As I work to build new and more powerful natural language tools, I developed a set of four questions that I ask myself every time I’m about to release something new:
does the tool abuse any potentially intimate connections with its users? does the tool provide a universal benefit to each and every user in some way? if you, the developer, were asked to manually serve user requests without using any automated natural language tool, would you be comfortable doing so? can the tool be misused to unintentionally have a negative impact on users? If you can’t stand behind your answers to any of these four questions, it may be worth considering whether or not the tool should be built/released in the first place. I’m especially critical of the fourth question (potential for misuse) due to the relatively young age of powerful natural language tools — it seems we don’t have a complete understanding of the failure modes of these large models and the impact that it could have on users.

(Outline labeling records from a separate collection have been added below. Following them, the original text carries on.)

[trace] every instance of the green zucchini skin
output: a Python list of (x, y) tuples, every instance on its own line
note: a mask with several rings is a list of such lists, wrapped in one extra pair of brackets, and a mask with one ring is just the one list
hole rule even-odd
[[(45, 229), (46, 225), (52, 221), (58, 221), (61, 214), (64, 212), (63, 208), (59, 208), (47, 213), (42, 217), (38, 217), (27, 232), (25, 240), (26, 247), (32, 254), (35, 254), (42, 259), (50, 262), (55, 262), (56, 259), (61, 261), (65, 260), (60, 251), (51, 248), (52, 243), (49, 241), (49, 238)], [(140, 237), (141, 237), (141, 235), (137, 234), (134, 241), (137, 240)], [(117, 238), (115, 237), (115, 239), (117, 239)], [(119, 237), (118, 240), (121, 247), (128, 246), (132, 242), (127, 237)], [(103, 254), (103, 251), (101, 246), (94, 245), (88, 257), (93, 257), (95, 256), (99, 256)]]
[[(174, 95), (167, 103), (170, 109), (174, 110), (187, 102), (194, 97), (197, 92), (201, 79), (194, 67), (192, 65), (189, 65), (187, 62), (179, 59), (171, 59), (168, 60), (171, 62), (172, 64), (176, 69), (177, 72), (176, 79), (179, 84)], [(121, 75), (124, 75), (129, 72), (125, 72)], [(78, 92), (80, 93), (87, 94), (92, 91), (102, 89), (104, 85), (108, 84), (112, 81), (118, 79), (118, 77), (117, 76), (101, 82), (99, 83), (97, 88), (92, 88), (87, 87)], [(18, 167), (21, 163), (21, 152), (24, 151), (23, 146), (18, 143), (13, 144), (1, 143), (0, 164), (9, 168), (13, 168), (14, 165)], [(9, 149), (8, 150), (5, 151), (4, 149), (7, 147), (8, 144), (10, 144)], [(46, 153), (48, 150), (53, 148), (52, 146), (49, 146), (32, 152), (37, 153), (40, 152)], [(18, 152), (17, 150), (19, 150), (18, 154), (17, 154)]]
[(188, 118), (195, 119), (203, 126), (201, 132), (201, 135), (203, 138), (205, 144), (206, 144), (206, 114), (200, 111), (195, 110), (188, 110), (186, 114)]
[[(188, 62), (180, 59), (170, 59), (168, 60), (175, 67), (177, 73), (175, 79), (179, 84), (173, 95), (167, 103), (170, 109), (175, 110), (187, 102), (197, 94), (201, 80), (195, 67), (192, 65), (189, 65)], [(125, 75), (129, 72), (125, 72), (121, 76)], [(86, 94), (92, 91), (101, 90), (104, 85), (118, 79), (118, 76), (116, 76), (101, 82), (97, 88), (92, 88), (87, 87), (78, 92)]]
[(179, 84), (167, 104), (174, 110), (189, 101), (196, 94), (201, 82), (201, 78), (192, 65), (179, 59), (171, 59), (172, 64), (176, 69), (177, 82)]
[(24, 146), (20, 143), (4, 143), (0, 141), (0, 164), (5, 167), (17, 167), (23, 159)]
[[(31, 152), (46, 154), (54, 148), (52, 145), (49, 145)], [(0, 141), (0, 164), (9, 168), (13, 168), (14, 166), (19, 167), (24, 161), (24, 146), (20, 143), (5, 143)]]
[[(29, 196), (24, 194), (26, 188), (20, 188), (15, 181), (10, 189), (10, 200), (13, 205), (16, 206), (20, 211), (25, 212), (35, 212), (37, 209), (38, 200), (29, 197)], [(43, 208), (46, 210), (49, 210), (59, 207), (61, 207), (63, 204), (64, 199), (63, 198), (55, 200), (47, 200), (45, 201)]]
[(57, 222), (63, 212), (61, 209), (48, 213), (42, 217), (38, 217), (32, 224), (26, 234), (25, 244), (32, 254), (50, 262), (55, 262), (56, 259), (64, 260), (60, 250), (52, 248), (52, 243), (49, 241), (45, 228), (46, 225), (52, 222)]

With the release of GPT-3, I’m fully expecting the next 1-2 years to be full of exciting new applications leveraging natural language to create powerful features. I’m looking forward to the day when I can write code by just describing my intention, or ask Elon Musk to teach me about rockets. I’m also really excited to be building and eventually releasing some tools of my own in the virtual assistant space. As we (the next generation of makers) set out to build these tools, it’s important for us to set a strong precedent of both building universally great tools with this technology, and being proactive in ensuring that the apps we build aren’t misused.